Ask HN: Should I attend a Bootcamp with a CS degree? - eaf2131
Since graduating with a CS degree, two years ago, I have been unable to find a job. All I&#x27;ve done was make a website for someone, some personal projects, and a 2-month contract at a startup (Node.js developer) in NYC. I have about 7k (minus whatever taxes I&#x27;ll have to pay) left over (only used it for public transportation, food, and paying my parents) from that contract. I did try to network by volunteering and meetups, but that led to no-where. I am located by NYC. I did get about two interviews since the contract ended, but I can&#x27;t put my finger on why I didn&#x27;t pass (one was for a QA position). There were absolutely no technical questions. The salary I&#x27;m targeting is $65k to $70k. I&#x27;m really lost on what to do next. Studying CtCI won&#x27;t help, since I&#x27;ve never even been asked anything like that in an interview. Do I even need more projects after my contract and previous personal projects?<p>Should I spend all my saved up money on a Bootcamp?
======
dozzie
You haven't specified how long ago was this contract, but either it's a recent
thing, which means you aren't looking long enough to be worried yet, or it is
this way for long, which means you aren't interviewing enough. Though you
didn't complain about the response rate, so I guess it's the former.

And you haven't specified what jobs and positions are you looking for. Are you
sure they were appropriate for a junior programmer like yourself?

> Should I spend all my saved up money on a Bootcamp?

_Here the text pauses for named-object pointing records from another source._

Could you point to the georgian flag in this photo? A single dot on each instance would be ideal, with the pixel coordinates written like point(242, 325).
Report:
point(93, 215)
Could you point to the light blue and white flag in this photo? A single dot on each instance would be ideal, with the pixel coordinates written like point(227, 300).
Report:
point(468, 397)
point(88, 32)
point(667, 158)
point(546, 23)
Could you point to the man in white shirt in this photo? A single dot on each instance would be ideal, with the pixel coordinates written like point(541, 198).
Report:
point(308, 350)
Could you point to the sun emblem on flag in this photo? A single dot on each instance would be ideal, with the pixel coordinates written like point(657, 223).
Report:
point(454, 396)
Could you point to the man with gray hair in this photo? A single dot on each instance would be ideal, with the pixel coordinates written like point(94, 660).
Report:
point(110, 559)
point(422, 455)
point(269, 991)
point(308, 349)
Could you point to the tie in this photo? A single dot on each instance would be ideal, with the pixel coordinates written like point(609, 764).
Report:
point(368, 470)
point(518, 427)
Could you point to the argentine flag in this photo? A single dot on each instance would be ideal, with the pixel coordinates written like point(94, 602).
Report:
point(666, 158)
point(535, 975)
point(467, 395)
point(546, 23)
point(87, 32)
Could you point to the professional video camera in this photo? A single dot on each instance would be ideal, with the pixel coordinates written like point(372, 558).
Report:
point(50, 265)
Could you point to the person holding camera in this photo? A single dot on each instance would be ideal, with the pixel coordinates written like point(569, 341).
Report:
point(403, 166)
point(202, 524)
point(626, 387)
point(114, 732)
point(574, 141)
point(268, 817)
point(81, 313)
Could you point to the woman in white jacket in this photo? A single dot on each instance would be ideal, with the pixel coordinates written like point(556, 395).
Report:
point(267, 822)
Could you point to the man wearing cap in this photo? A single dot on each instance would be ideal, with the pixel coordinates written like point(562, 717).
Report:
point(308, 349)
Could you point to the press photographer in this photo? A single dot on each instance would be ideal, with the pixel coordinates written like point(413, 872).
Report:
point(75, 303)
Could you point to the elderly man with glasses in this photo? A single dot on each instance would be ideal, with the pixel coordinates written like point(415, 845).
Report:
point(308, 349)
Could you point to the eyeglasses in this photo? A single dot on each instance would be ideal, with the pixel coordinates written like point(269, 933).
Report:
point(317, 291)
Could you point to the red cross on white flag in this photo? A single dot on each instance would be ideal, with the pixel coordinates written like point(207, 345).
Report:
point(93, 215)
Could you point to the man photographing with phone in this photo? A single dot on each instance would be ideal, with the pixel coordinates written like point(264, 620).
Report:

Probably not, judging from the climate around them that can be seen here. You
also already have obtained some credentials (CS degree), which is a proxy for
potential future competence in the case of people who don't have experience.
Another similar proxy probably won't help much.

------
thefastlane
no, don't.

i think it would look pretty strange on a resume. if you have a compsci
degree, you should already know how to write software, which is what a
bootcamp would teach you.

i don't know the details of your resume/career thus far, but you might want to
think about how to present your career such that there are no gaps. point is,
HR types need to whittle down very large stacks of resumes, and 'gaps' are an
easy way to do that.

keep applying and going to meetups, and working on your programming skills. it
isn't easy, but you'll snag a job eventually!